An international team including the University of Sydney have published research suggesting smallpox – a pathogen that caused millions of deaths worldwide – may not be an ancient disease but a much more modern killer that went on to become the first human disease eradicated by vaccination.
The genetic research, published in the journal Current Biology, raises questions about the role smallpox may have played in human history.
The findings also fuel a longstanding debate about when the virus that causes smallpox, variola, first emerged and later evolved in response to inoculation and vaccination.

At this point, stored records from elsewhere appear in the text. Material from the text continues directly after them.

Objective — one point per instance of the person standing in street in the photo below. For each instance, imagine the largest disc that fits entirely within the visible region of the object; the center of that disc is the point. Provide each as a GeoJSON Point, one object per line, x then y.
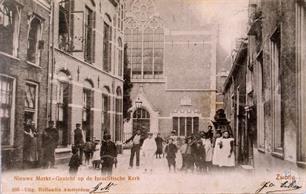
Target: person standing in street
{"type": "Point", "coordinates": [227, 156]}
{"type": "Point", "coordinates": [135, 150]}
{"type": "Point", "coordinates": [30, 153]}
{"type": "Point", "coordinates": [206, 140]}
{"type": "Point", "coordinates": [108, 154]}
{"type": "Point", "coordinates": [159, 144]}
{"type": "Point", "coordinates": [79, 140]}
{"type": "Point", "coordinates": [50, 141]}
{"type": "Point", "coordinates": [148, 151]}
{"type": "Point", "coordinates": [74, 162]}
{"type": "Point", "coordinates": [171, 150]}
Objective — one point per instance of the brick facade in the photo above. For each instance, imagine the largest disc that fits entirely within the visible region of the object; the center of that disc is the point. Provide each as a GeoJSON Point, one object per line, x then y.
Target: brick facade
{"type": "Point", "coordinates": [21, 71]}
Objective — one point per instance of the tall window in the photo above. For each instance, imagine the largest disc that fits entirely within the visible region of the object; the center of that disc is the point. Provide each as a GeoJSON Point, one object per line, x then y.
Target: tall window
{"type": "Point", "coordinates": [120, 18]}
{"type": "Point", "coordinates": [120, 57]}
{"type": "Point", "coordinates": [6, 110]}
{"type": "Point", "coordinates": [278, 133]}
{"type": "Point", "coordinates": [64, 34]}
{"type": "Point", "coordinates": [106, 112]}
{"type": "Point", "coordinates": [9, 27]}
{"type": "Point", "coordinates": [301, 61]}
{"type": "Point", "coordinates": [89, 35]}
{"type": "Point", "coordinates": [119, 116]}
{"type": "Point", "coordinates": [260, 103]}
{"type": "Point", "coordinates": [30, 102]}
{"type": "Point", "coordinates": [34, 36]}
{"type": "Point", "coordinates": [141, 120]}
{"type": "Point", "coordinates": [185, 126]}
{"type": "Point", "coordinates": [146, 51]}
{"type": "Point", "coordinates": [87, 114]}
{"type": "Point", "coordinates": [62, 119]}
{"type": "Point", "coordinates": [107, 48]}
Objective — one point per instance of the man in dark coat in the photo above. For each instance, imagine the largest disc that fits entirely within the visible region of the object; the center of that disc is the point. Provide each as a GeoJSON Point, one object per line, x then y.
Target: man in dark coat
{"type": "Point", "coordinates": [159, 144]}
{"type": "Point", "coordinates": [137, 142]}
{"type": "Point", "coordinates": [50, 141]}
{"type": "Point", "coordinates": [79, 140]}
{"type": "Point", "coordinates": [108, 154]}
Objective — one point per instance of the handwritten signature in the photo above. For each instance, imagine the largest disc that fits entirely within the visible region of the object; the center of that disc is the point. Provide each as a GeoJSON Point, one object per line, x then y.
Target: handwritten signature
{"type": "Point", "coordinates": [284, 186]}
{"type": "Point", "coordinates": [100, 188]}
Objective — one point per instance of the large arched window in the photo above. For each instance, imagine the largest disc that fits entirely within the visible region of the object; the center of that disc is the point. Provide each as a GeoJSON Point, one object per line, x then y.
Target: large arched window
{"type": "Point", "coordinates": [145, 40]}
{"type": "Point", "coordinates": [9, 26]}
{"type": "Point", "coordinates": [34, 36]}
{"type": "Point", "coordinates": [106, 109]}
{"type": "Point", "coordinates": [119, 116]}
{"type": "Point", "coordinates": [63, 100]}
{"type": "Point", "coordinates": [87, 116]}
{"type": "Point", "coordinates": [141, 120]}
{"type": "Point", "coordinates": [120, 57]}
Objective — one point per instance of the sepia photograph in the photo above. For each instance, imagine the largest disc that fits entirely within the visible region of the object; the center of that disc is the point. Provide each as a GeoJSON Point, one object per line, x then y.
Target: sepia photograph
{"type": "Point", "coordinates": [153, 96]}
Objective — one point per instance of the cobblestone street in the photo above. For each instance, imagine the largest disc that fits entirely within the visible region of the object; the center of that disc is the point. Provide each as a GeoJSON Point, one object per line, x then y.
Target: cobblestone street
{"type": "Point", "coordinates": [159, 181]}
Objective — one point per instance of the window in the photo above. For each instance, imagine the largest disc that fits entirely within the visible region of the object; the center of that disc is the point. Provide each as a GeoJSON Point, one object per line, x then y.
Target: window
{"type": "Point", "coordinates": [260, 104]}
{"type": "Point", "coordinates": [185, 126]}
{"type": "Point", "coordinates": [7, 108]}
{"type": "Point", "coordinates": [89, 35]}
{"type": "Point", "coordinates": [64, 33]}
{"type": "Point", "coordinates": [120, 18]}
{"type": "Point", "coordinates": [119, 116]}
{"type": "Point", "coordinates": [301, 61]}
{"type": "Point", "coordinates": [146, 52]}
{"type": "Point", "coordinates": [34, 36]}
{"type": "Point", "coordinates": [278, 132]}
{"type": "Point", "coordinates": [63, 111]}
{"type": "Point", "coordinates": [141, 120]}
{"type": "Point", "coordinates": [31, 102]}
{"type": "Point", "coordinates": [87, 116]}
{"type": "Point", "coordinates": [107, 47]}
{"type": "Point", "coordinates": [9, 27]}
{"type": "Point", "coordinates": [120, 57]}
{"type": "Point", "coordinates": [106, 112]}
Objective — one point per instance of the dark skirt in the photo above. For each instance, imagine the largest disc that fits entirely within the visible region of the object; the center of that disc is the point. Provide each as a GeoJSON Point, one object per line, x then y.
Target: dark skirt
{"type": "Point", "coordinates": [159, 150]}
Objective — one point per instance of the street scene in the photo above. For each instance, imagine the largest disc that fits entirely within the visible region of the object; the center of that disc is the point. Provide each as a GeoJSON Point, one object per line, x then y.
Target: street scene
{"type": "Point", "coordinates": [153, 96]}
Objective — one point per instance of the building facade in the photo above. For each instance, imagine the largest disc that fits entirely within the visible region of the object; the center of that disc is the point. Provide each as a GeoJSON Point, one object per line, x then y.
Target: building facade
{"type": "Point", "coordinates": [172, 59]}
{"type": "Point", "coordinates": [235, 101]}
{"type": "Point", "coordinates": [87, 69]}
{"type": "Point", "coordinates": [24, 39]}
{"type": "Point", "coordinates": [275, 83]}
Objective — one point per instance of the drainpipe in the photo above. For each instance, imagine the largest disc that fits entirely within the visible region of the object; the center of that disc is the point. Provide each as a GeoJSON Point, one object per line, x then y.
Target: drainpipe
{"type": "Point", "coordinates": [52, 59]}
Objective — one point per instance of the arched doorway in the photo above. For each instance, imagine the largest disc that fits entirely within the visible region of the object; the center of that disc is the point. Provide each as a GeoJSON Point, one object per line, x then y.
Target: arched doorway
{"type": "Point", "coordinates": [141, 120]}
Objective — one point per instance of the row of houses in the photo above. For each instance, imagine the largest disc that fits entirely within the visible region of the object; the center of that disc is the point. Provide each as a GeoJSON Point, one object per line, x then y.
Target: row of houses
{"type": "Point", "coordinates": [60, 60]}
{"type": "Point", "coordinates": [264, 94]}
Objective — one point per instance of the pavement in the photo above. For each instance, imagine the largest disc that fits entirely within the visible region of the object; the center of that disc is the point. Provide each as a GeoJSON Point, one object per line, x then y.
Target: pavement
{"type": "Point", "coordinates": [160, 180]}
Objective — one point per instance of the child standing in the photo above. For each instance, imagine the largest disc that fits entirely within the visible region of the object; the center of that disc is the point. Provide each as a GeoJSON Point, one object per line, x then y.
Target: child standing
{"type": "Point", "coordinates": [74, 162]}
{"type": "Point", "coordinates": [208, 151]}
{"type": "Point", "coordinates": [171, 150]}
{"type": "Point", "coordinates": [87, 150]}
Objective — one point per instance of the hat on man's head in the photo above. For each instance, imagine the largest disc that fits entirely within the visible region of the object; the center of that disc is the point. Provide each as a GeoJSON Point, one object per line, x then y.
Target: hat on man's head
{"type": "Point", "coordinates": [107, 137]}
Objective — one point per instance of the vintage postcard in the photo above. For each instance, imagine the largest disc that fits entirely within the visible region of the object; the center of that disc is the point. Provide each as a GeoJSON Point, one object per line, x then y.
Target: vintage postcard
{"type": "Point", "coordinates": [153, 96]}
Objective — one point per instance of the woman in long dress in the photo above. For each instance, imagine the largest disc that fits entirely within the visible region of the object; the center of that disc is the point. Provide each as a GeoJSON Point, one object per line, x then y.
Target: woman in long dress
{"type": "Point", "coordinates": [227, 151]}
{"type": "Point", "coordinates": [148, 149]}
{"type": "Point", "coordinates": [30, 152]}
{"type": "Point", "coordinates": [224, 155]}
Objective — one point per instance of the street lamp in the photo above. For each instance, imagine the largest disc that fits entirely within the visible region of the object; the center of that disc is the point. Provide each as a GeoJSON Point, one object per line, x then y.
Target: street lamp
{"type": "Point", "coordinates": [138, 104]}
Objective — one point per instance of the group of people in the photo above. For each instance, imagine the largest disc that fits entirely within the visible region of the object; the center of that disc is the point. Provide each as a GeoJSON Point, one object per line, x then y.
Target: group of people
{"type": "Point", "coordinates": [104, 154]}
{"type": "Point", "coordinates": [202, 151]}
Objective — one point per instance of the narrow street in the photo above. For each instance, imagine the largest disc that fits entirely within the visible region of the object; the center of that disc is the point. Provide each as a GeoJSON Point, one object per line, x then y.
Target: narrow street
{"type": "Point", "coordinates": [136, 181]}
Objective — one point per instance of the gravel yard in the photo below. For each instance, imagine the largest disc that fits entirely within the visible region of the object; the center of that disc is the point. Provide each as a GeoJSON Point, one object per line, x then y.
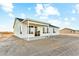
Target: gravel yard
{"type": "Point", "coordinates": [61, 45]}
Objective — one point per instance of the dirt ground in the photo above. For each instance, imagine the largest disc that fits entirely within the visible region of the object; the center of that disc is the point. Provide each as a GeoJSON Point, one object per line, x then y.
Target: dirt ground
{"type": "Point", "coordinates": [60, 45]}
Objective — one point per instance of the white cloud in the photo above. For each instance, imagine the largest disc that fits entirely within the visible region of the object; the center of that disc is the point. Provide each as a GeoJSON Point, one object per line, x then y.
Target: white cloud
{"type": "Point", "coordinates": [29, 8]}
{"type": "Point", "coordinates": [43, 17]}
{"type": "Point", "coordinates": [66, 19]}
{"type": "Point", "coordinates": [73, 19]}
{"type": "Point", "coordinates": [76, 9]}
{"type": "Point", "coordinates": [7, 7]}
{"type": "Point", "coordinates": [73, 11]}
{"type": "Point", "coordinates": [46, 10]}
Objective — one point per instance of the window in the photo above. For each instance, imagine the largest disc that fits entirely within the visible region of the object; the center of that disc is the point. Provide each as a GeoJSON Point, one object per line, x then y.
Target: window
{"type": "Point", "coordinates": [30, 29]}
{"type": "Point", "coordinates": [54, 30]}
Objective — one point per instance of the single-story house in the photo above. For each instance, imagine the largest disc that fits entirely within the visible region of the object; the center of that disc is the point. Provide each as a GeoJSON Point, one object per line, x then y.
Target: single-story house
{"type": "Point", "coordinates": [28, 28]}
{"type": "Point", "coordinates": [67, 31]}
{"type": "Point", "coordinates": [6, 34]}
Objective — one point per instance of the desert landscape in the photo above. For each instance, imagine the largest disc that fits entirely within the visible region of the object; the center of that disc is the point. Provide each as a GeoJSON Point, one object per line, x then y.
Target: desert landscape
{"type": "Point", "coordinates": [59, 45]}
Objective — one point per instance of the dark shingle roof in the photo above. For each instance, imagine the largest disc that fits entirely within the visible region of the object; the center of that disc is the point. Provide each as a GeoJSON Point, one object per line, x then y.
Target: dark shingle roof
{"type": "Point", "coordinates": [20, 19]}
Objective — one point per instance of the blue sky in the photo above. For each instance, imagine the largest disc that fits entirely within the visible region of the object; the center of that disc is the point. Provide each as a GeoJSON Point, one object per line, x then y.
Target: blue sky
{"type": "Point", "coordinates": [58, 14]}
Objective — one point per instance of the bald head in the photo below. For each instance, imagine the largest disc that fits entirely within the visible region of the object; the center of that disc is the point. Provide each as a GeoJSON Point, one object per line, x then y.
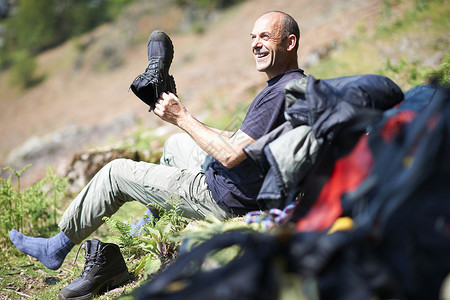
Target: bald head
{"type": "Point", "coordinates": [275, 43]}
{"type": "Point", "coordinates": [287, 25]}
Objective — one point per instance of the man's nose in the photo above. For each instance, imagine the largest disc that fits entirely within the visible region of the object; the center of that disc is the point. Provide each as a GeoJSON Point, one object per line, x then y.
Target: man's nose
{"type": "Point", "coordinates": [256, 43]}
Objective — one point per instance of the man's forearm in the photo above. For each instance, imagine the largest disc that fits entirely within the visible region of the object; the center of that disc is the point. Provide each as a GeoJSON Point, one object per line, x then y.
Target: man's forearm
{"type": "Point", "coordinates": [215, 142]}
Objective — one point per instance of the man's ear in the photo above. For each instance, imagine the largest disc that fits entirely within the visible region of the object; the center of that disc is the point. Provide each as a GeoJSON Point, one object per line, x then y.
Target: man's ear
{"type": "Point", "coordinates": [292, 41]}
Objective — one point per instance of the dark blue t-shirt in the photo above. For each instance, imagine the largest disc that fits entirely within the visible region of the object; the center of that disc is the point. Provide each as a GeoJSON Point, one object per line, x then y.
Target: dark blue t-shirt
{"type": "Point", "coordinates": [235, 189]}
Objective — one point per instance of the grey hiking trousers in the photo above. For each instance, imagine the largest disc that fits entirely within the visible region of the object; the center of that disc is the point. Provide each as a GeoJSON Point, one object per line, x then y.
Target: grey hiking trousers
{"type": "Point", "coordinates": [178, 177]}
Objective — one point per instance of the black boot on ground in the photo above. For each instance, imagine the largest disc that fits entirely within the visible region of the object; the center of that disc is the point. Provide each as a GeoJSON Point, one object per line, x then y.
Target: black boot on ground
{"type": "Point", "coordinates": [156, 79]}
{"type": "Point", "coordinates": [104, 269]}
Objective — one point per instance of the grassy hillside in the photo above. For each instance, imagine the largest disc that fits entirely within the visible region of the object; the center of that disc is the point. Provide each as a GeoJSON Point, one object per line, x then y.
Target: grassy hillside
{"type": "Point", "coordinates": [85, 82]}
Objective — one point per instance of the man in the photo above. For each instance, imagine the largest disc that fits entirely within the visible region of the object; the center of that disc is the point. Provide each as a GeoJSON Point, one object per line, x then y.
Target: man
{"type": "Point", "coordinates": [226, 187]}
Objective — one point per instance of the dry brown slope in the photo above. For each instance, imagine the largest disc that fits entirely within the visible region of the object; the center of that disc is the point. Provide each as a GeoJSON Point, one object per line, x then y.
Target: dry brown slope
{"type": "Point", "coordinates": [214, 66]}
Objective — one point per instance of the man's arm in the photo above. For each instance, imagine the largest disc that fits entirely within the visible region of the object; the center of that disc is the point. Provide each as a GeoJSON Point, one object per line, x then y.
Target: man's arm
{"type": "Point", "coordinates": [218, 143]}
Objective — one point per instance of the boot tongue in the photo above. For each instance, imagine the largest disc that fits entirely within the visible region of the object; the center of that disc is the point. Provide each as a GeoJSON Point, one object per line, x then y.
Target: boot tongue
{"type": "Point", "coordinates": [92, 246]}
{"type": "Point", "coordinates": [95, 246]}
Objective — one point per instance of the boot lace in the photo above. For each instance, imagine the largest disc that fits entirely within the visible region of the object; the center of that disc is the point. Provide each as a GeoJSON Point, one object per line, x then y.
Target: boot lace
{"type": "Point", "coordinates": [91, 259]}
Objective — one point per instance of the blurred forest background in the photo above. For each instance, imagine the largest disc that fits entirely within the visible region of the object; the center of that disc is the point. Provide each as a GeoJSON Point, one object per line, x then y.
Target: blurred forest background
{"type": "Point", "coordinates": [66, 65]}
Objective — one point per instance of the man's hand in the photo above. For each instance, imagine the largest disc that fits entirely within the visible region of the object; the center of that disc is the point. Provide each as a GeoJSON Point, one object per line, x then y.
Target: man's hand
{"type": "Point", "coordinates": [170, 109]}
{"type": "Point", "coordinates": [223, 146]}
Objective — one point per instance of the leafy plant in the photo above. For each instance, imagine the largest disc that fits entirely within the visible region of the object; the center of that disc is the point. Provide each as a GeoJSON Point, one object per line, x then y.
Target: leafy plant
{"type": "Point", "coordinates": [33, 209]}
{"type": "Point", "coordinates": [153, 243]}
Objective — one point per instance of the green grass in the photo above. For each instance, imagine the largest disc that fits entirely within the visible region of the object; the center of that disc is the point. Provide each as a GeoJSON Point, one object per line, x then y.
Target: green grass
{"type": "Point", "coordinates": [374, 52]}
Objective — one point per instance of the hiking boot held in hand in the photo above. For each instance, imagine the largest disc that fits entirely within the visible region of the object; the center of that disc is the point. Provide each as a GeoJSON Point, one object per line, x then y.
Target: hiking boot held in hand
{"type": "Point", "coordinates": [104, 269]}
{"type": "Point", "coordinates": [156, 79]}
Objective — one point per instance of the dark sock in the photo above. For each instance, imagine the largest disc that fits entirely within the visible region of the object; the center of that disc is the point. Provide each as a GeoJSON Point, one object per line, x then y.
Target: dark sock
{"type": "Point", "coordinates": [51, 252]}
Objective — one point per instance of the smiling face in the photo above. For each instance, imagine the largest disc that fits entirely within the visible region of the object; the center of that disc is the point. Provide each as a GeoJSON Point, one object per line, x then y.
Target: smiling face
{"type": "Point", "coordinates": [269, 48]}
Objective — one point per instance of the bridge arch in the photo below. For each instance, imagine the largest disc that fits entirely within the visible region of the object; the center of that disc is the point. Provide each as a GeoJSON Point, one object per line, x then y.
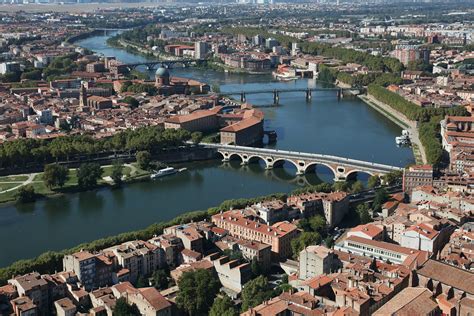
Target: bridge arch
{"type": "Point", "coordinates": [226, 156]}
{"type": "Point", "coordinates": [313, 165]}
{"type": "Point", "coordinates": [353, 172]}
{"type": "Point", "coordinates": [256, 159]}
{"type": "Point", "coordinates": [280, 161]}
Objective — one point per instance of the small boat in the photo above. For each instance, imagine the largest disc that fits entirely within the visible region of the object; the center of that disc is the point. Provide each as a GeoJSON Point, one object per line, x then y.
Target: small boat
{"type": "Point", "coordinates": [402, 140]}
{"type": "Point", "coordinates": [163, 172]}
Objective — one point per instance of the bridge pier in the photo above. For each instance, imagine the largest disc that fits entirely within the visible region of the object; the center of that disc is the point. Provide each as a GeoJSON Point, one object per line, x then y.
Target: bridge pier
{"type": "Point", "coordinates": [276, 96]}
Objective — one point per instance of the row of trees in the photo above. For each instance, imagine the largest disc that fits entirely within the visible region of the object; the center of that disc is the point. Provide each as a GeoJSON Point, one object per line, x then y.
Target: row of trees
{"type": "Point", "coordinates": [199, 294]}
{"type": "Point", "coordinates": [21, 152]}
{"type": "Point", "coordinates": [383, 79]}
{"type": "Point", "coordinates": [409, 109]}
{"type": "Point", "coordinates": [51, 261]}
{"type": "Point", "coordinates": [374, 63]}
{"type": "Point", "coordinates": [129, 86]}
{"type": "Point", "coordinates": [431, 140]}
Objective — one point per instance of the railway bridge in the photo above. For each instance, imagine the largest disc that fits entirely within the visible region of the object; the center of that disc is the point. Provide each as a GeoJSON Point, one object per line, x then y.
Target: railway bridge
{"type": "Point", "coordinates": [304, 162]}
{"type": "Point", "coordinates": [154, 64]}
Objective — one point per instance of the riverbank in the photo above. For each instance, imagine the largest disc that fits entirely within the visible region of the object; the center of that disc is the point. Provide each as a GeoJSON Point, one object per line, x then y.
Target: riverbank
{"type": "Point", "coordinates": [51, 261]}
{"type": "Point", "coordinates": [132, 173]}
{"type": "Point", "coordinates": [402, 121]}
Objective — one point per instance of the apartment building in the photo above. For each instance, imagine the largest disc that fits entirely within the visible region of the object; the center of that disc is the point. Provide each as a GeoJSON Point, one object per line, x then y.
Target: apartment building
{"type": "Point", "coordinates": [278, 235]}
{"type": "Point", "coordinates": [139, 257]}
{"type": "Point", "coordinates": [83, 264]}
{"type": "Point", "coordinates": [382, 250]}
{"type": "Point", "coordinates": [415, 176]}
{"type": "Point", "coordinates": [35, 288]}
{"type": "Point", "coordinates": [316, 260]}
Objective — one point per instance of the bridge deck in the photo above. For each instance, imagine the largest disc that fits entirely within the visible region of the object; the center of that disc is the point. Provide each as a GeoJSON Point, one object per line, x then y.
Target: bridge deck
{"type": "Point", "coordinates": [285, 90]}
{"type": "Point", "coordinates": [301, 155]}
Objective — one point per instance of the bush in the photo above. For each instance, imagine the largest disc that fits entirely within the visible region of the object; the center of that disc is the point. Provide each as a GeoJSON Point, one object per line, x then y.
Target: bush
{"type": "Point", "coordinates": [143, 159]}
{"type": "Point", "coordinates": [88, 174]}
{"type": "Point", "coordinates": [26, 194]}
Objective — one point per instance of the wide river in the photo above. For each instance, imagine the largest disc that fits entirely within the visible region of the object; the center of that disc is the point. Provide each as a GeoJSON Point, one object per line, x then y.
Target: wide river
{"type": "Point", "coordinates": [326, 125]}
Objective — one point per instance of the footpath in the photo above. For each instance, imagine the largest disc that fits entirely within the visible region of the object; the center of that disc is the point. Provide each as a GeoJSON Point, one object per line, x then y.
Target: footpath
{"type": "Point", "coordinates": [402, 121]}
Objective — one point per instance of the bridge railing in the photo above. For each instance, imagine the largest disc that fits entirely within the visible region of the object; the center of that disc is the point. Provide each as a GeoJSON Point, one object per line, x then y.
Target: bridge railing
{"type": "Point", "coordinates": [302, 155]}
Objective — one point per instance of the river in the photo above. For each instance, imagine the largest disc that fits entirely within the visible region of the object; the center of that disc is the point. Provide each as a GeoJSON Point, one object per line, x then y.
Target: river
{"type": "Point", "coordinates": [326, 125]}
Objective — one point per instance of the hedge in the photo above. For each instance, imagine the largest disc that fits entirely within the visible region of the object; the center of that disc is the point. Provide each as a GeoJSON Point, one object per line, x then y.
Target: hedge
{"type": "Point", "coordinates": [410, 110]}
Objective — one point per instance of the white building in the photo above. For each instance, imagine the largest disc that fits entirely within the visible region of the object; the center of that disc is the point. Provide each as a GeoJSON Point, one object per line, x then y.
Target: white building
{"type": "Point", "coordinates": [9, 67]}
{"type": "Point", "coordinates": [314, 261]}
{"type": "Point", "coordinates": [421, 237]}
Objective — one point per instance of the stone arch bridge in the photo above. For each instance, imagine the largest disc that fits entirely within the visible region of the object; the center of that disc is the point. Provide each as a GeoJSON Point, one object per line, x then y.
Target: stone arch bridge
{"type": "Point", "coordinates": [304, 162]}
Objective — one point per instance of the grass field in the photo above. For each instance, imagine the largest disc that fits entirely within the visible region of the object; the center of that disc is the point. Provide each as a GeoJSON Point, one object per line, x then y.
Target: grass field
{"type": "Point", "coordinates": [70, 186]}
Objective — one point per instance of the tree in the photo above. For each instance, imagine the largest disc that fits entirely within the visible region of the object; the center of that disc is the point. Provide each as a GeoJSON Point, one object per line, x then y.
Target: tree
{"type": "Point", "coordinates": [143, 159]}
{"type": "Point", "coordinates": [132, 101]}
{"type": "Point", "coordinates": [256, 267]}
{"type": "Point", "coordinates": [88, 174]}
{"type": "Point", "coordinates": [255, 292]}
{"type": "Point", "coordinates": [304, 240]}
{"type": "Point", "coordinates": [381, 196]}
{"type": "Point", "coordinates": [197, 290]}
{"type": "Point", "coordinates": [160, 279]}
{"type": "Point", "coordinates": [55, 175]}
{"type": "Point", "coordinates": [393, 177]}
{"type": "Point", "coordinates": [26, 194]}
{"type": "Point", "coordinates": [122, 308]}
{"type": "Point", "coordinates": [374, 181]}
{"type": "Point", "coordinates": [223, 306]}
{"type": "Point", "coordinates": [357, 187]}
{"type": "Point", "coordinates": [363, 213]}
{"type": "Point", "coordinates": [196, 137]}
{"type": "Point", "coordinates": [117, 173]}
{"type": "Point", "coordinates": [341, 186]}
{"type": "Point", "coordinates": [318, 224]}
{"type": "Point", "coordinates": [329, 241]}
{"type": "Point", "coordinates": [142, 282]}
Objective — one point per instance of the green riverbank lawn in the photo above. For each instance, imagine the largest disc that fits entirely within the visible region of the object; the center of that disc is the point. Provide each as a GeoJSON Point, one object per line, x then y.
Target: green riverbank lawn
{"type": "Point", "coordinates": [131, 172]}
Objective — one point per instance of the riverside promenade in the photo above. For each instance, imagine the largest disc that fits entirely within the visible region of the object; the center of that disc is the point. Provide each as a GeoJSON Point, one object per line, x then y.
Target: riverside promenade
{"type": "Point", "coordinates": [402, 121]}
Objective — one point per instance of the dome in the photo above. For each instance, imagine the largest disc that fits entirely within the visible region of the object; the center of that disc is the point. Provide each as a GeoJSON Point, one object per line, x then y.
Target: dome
{"type": "Point", "coordinates": [162, 72]}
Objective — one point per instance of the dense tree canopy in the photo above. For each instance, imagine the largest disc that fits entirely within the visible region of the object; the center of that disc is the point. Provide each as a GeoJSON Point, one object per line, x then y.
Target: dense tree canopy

Co-author Professor Edward Holmes is from the University of Sydney’s School of Life and Environmental Sciences, the Charles Perkins Centre and the Marie Bashir Institute for Infectious Diseases & Biosecurity.
Professor Holmes was part of a team that last week also reported in Current Biology the presence of malaria during the Roman Empire.
Professor Holmes said his latest research, about smallpox, showed that the evolution of the sampled strains dated from 1650.
However it still was not known when smallpox first appeared in humans or what animal it came from.“We don’t know that because we don’t have any older historical samples to work with,” Professor Holmes said.
“This does put a new perspective on this very important disease – but it’s also showing us that our historical knowledge of viruses is just the tip of the iceberg.”